The median follow-up was 62 weeks and ranged from one to 124 weeks, signifying that not all patients had been taking mavacamten at the designated 48- or 84-week follow-up, which are reported in this interim analysis. In patients who were assessed at these time points, 206 at 48 weeks and 66 at 84 weeks, the degree of obstruction measured by LVOT gradient was lowered on average by 36 mmHg at 48 weeks (a 74% reduction from baseline); this reduction was sustained through week 84. At week 84, 83.5% of patients who had follow-up at that time point had LVOT gradients less than 30 mmHg, which is considered the cutoff for having obstructed blood flow out of the heart.

In terms of NYHA class, 68% of patients improved by at least one class designation, with the most dramatic change in Class I, which means no significant exertional symptoms. At baseline, only 6% of patients were in Class I, but that percentage jumped to 55% of patients by week 48. In contrast, 29% of patients were in Class III, showing noticeable limitation with physical activity at the start of the study; the proportion of people in this class dropped to 4.9% at 48 weeks. At baseline, almost everyone (94% of patients) had some degree of shortness of breath with exercise; by 48 weeks, only 45% of patients reported feeling this way. In addition, the heart failure marker NTproBNP decreased by 480 ng/L at week 48 and 488 ng/L at week 84—a 63% reduction. NTproBNP is released by the heart in the setting of elevated pressure in the heart (i.e., heart failure); Rader said that large changes of this marker indicate a significant improvement in heart failure in these patients.

Mavacamten was well tolerated with no new or unexpected adverse events reported, Rader said.

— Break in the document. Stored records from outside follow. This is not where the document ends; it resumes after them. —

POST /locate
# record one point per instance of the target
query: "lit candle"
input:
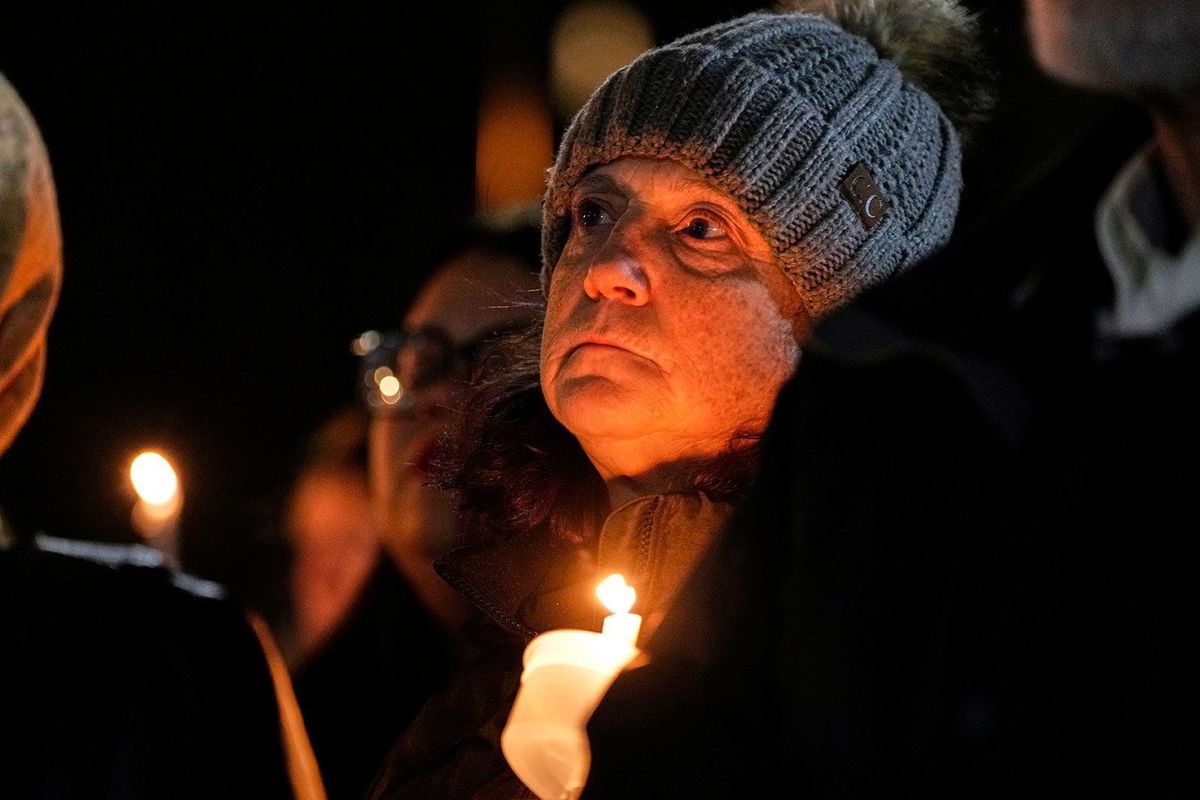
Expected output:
(618, 597)
(160, 500)
(565, 674)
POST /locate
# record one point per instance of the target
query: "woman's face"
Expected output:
(669, 325)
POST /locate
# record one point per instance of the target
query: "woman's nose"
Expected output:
(617, 271)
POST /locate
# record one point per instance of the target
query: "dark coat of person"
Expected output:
(364, 686)
(969, 565)
(118, 684)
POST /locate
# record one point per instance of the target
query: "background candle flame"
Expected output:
(154, 477)
(616, 595)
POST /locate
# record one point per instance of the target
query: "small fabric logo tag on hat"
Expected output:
(859, 190)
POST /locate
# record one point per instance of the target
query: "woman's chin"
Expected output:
(597, 407)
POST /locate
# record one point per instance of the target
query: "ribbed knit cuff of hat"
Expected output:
(777, 110)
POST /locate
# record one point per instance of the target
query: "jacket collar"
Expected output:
(529, 584)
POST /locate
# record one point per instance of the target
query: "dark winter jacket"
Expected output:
(525, 587)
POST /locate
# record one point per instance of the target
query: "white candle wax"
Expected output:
(623, 627)
(565, 674)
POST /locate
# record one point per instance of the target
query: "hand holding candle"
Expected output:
(565, 674)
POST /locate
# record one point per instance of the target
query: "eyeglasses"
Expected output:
(396, 366)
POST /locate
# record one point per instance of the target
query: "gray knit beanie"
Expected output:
(847, 169)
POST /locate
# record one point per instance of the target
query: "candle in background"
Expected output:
(618, 597)
(160, 501)
(565, 674)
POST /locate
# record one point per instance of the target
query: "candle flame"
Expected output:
(154, 477)
(616, 595)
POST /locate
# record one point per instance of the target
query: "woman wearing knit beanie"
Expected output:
(707, 204)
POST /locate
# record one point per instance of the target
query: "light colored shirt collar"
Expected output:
(1153, 289)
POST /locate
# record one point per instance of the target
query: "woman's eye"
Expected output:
(591, 214)
(705, 228)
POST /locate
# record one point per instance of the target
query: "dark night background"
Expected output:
(241, 192)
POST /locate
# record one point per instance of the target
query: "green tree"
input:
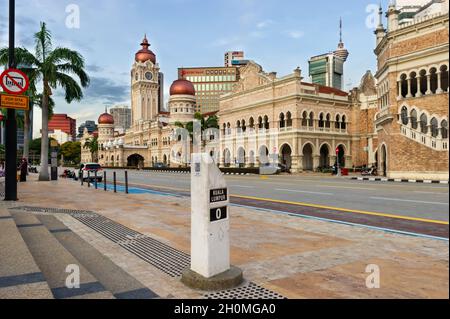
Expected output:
(53, 68)
(71, 151)
(35, 146)
(205, 123)
(92, 145)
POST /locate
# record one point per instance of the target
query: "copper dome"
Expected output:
(106, 118)
(145, 54)
(182, 87)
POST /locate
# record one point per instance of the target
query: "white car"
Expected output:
(88, 171)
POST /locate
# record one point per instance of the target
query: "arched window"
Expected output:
(424, 124)
(433, 80)
(305, 119)
(413, 77)
(337, 124)
(444, 129)
(321, 121)
(434, 127)
(282, 122)
(311, 119)
(423, 82)
(414, 119)
(266, 122)
(404, 115)
(444, 78)
(288, 119)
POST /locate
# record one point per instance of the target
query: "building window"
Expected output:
(424, 124)
(404, 115)
(282, 122)
(414, 119)
(444, 129)
(289, 119)
(434, 127)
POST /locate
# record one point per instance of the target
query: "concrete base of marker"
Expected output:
(227, 280)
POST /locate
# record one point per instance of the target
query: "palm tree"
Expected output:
(54, 67)
(205, 123)
(92, 145)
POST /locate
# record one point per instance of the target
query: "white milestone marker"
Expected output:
(210, 219)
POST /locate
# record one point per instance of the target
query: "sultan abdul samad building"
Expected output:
(396, 119)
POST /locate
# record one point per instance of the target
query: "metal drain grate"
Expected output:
(251, 291)
(165, 258)
(51, 210)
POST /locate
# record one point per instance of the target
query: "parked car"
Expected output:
(273, 169)
(160, 165)
(88, 170)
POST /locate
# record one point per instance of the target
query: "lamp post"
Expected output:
(11, 124)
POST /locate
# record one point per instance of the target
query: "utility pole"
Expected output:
(11, 124)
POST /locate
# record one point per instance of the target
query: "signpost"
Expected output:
(14, 81)
(338, 168)
(16, 102)
(210, 229)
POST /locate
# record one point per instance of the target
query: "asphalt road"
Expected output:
(411, 200)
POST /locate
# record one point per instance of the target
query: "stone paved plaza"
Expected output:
(291, 256)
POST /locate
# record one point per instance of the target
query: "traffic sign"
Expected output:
(14, 81)
(18, 102)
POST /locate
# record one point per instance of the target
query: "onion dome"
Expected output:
(106, 118)
(145, 54)
(182, 87)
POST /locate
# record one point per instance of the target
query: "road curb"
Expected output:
(397, 180)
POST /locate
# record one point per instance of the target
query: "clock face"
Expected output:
(149, 76)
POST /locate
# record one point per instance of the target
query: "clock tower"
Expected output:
(144, 86)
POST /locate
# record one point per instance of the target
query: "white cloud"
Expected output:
(264, 24)
(295, 34)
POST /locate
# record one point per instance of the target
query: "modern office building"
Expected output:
(122, 116)
(64, 123)
(413, 86)
(328, 69)
(210, 83)
(90, 125)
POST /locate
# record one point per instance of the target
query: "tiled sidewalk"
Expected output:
(295, 257)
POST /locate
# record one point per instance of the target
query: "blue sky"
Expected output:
(278, 34)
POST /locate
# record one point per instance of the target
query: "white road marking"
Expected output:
(357, 188)
(408, 200)
(433, 193)
(304, 192)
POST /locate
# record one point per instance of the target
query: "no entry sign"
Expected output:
(14, 81)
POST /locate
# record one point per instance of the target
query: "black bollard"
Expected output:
(126, 182)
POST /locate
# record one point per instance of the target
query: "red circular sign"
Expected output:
(14, 81)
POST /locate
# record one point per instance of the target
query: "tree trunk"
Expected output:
(44, 175)
(26, 134)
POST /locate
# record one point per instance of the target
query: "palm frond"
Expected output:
(43, 40)
(71, 88)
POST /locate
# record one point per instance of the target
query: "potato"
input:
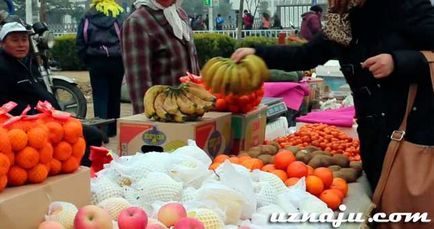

Thirty-four (14.7%) patients reported a serious adverse event, however Rader said only a few of these were deemed to be related to mavacamten. Twenty-six patients had to temporarily discontinue treatment, 12 of whom because their ejection fraction fell below normal. Twenty patients restarted mavacamten, including eight who had ejection fraction. There were three deaths during the study period—one from a cardiac arrest, one from a heart infection and one from a heart attack, all of which were deemed unrelated to mavacamten.

There have been limited medication options for HCM and many patients end up having to go through surgical removal of a portion of the thickened heart muscle or undergo alcohol septal ablation to reduce the obstruction. Although these invasive treatment options are effective, they also have risks. Mavacamten is the first medication specifically designed to relieve this obstruction and as the data shows, it helps patients feel better, and they are able to live a more active life. If this medication continues to be effective over time, it may also help keep patients from having to undergo an invasive procedure or open-heart surgery to relieve the obstruction."

Florian Rader, MD, co-director of the Hypertrophic Cardiology Clinic at Cedars Sinai and study's lead author

HCM is the most common genetic heart condition. It's estimated to affect 1 in 500 adults, yet many patients remain undiagnosed. Changes in certain genes allow the heart muscle to get too thick ("hypertrophy" means to thicken). In some cases, the left ventricular outflow tract (LVOT), where blood leaves the heart, becomes obstructed by the thickened heart muscle, forcing the heart to work harder and leaving people unable to do even simple tasks without feeling winded and fatigued. Obstructive HCM is also associated with heightened risks of atrial fibrillation, stroke, heart failure and, although rare, sudden cardiac death.

Mavacamten is currently under review with the U.S. Food and Drug Administration for use in obstructive HCM, with a decision expected at the end of April 2022.

The study was funded by MyoKardia, a wholly owned subsidiary of Bristol Myers Squib.

For more information on HCM, visit www.CardioSmart.org/HCM.

Rader will be available to the media in a press conference on Sunday, April 3, at 11:15 a.m. ET / 15:15 UTC in the Room 103AB.

Rader will present the study, "Updated Cumulative Results of Treatment with Mavacamten from the EXPLORER-LTE Cohort of the MAVA-LTE Study in Patients with Obstructive Hypertrophic Cardiomyopathy," on Sunday, April 3, at 9:45 a.m. ET / 13:45 UTC in the Main Tent, Hall D.